There’s a reason why you may not have heard of filmmaker and novelist Sandi Tan until this year, upon the release of her brilliant Netflix documentary “Shirkers.” In 1992, Tan and her friends Jasmine Kin Kia Ng and Sophia Siddique Harvey sought out to make an experimental, surrealistic, art house film titled “Shirkers,” with their film teacher, mentor, and friend Georges Cardona. With Cardona set to direct, the film went through increasingly bizarre obstacles, all involving Cardona, who posed as a prominent American film professional. After the film was finished, the 16mm film it was shot on vanished, along with Cardona.

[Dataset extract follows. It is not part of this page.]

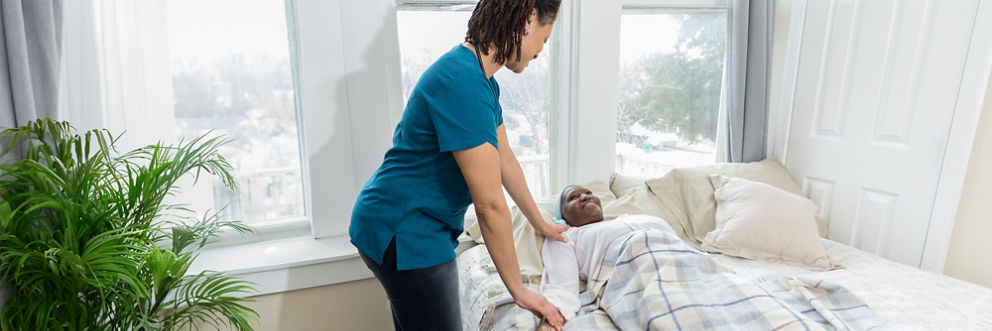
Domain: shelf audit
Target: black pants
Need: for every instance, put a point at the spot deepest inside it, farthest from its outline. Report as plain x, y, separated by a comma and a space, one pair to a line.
421, 299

Discouraged and understandably put off by her experience with Cardona, Tan largely gave up on her filmmaking pursuits. That is, until, the 16mm film rolls containing the entirety of the original 1992 feature “Shirkers,” unscathed, mysteriously resurfaced 20 years later. Tan’s documentary follows her as she reestablishes contact with her old friends and filmmaking colleagues to uncover the truth behind the missing tapes and Cardona’s disappearance.
Recently, Tan and I sat down to speak about her documentary “Shirkers,” the inspiration behind the original cult-hit-that-never-was, the documentary’s subject, and more.

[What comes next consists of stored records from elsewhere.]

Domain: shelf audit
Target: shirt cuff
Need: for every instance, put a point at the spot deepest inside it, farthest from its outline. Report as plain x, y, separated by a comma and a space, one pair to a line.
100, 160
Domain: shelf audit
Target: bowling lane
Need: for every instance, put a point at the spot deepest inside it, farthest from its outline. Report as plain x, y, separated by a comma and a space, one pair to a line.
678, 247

I loved “Shirkers.” You capture a changing Singapore in your documentary. What effects did the landscape of Singapore have on your growing up, creatively and personally?
It was pretty darn urban. It was not bucolic. And the division of Singapore that we had is distinctly curated to be completely different from the Singapore I grew up with, which is schools that look like spaceships. and skyscrapers, and that kind of thing. So it was a deliberate attempt to do a very different thing. I was very deliberately wanting to create my own mythology of Singapore that had not been seen that had all my favorite places in them. The sleepy, suburban neighborhoods. That gate that says “my blue heaven.” For the longest time, I’ve seen that gate and I’ve wanted to put it somewhere in the movie.
And all these odd things like mannequin stores. I mean, there are so many of them, and I knew that they wouldn’t exist for much longer. I just knew. And then the topiary that ballerinas dance around in the botanic gardens? That does not exist anymore. They didn’t preserve it. We tried to pinpoint where it had been. I went back there, like, three years ago and tried to find the spot and I couldn’t find it because it’s been completely paved over. They didn’t even preserve the beloved topiaries.
What are some of your artistic inspirations as a filmmaker?
Back then, I just wanted to create my own mythology of Singapore. The world that I saw with my friends and with Georges that was completely different from what the tourist brochure or what my family or my friends saw of Singapore, which I thought was a completely depressing vision of the world. If I lived in their Singapore, I would have killed myself when I was 16. So, I had to create my own, somehow, to keep myself alive and to make it seem more heroic and more interesting. So, I was interested in movies that really created a different world. Because I remember reading interviews with Tim Burton because he grew up in Burbank or something. And just suburbia: that’s the most boring, flat kind of thing. And in movies like “Beetlejuice” and “Edward Scissorhands,” he’s doing a mythic version of his world.
And “Heathers” did a heightened version of reality as well, and I was very interested in – back then in a community, too, in Singapore – to do kind of a heightened version of what I saw around me. So, in the original “Shirkers,” there was a lot of coded things like people in my life played roles in the main character’s life, like my grandmother and my cousin. And the mystery boy was a boy I knew. So, there’s a key to it being kind of a version of my life.
I went back to school in England, and the first film I watched after I finished “Shirkers” was Leos Carax‘s “The Lovers on the Bridge,” “Les amants du Pont-Neuf,” which is still one of the greatest films ever made. It was a financial disaster. It was made in 1991 in France, and stars [a] very young Juliette Binoche and Denis Lavant, and it’s just a non-linear, experimental love story in Paris. Very unusual and very exciting and very ambitious. So, that was the first movie I saw after “Shirkers,” and when I saw it, I was ecstatic, because I thought this movie kind of saved my life because it’s what I wanted to do. And I just shot a movie that would get me into the scene. Not the same universe, but I was gonna get somewhere within the same galaxy as this guy and this film that I admired so much. And I was obsessed with this film, so I watched it 20 times in the movie theater in England in the ensuing year.
Anyways, movies like that, for me, are eternal movies. I love also another movie that is personal seeming is Charlie Kaufman‘s “Synecdoche, New York,” which I find one of the most moving, ambitious movies ever made. Of course, another financial disaster…But I do really admire Jane Campion‘s “An Angel at My Table.”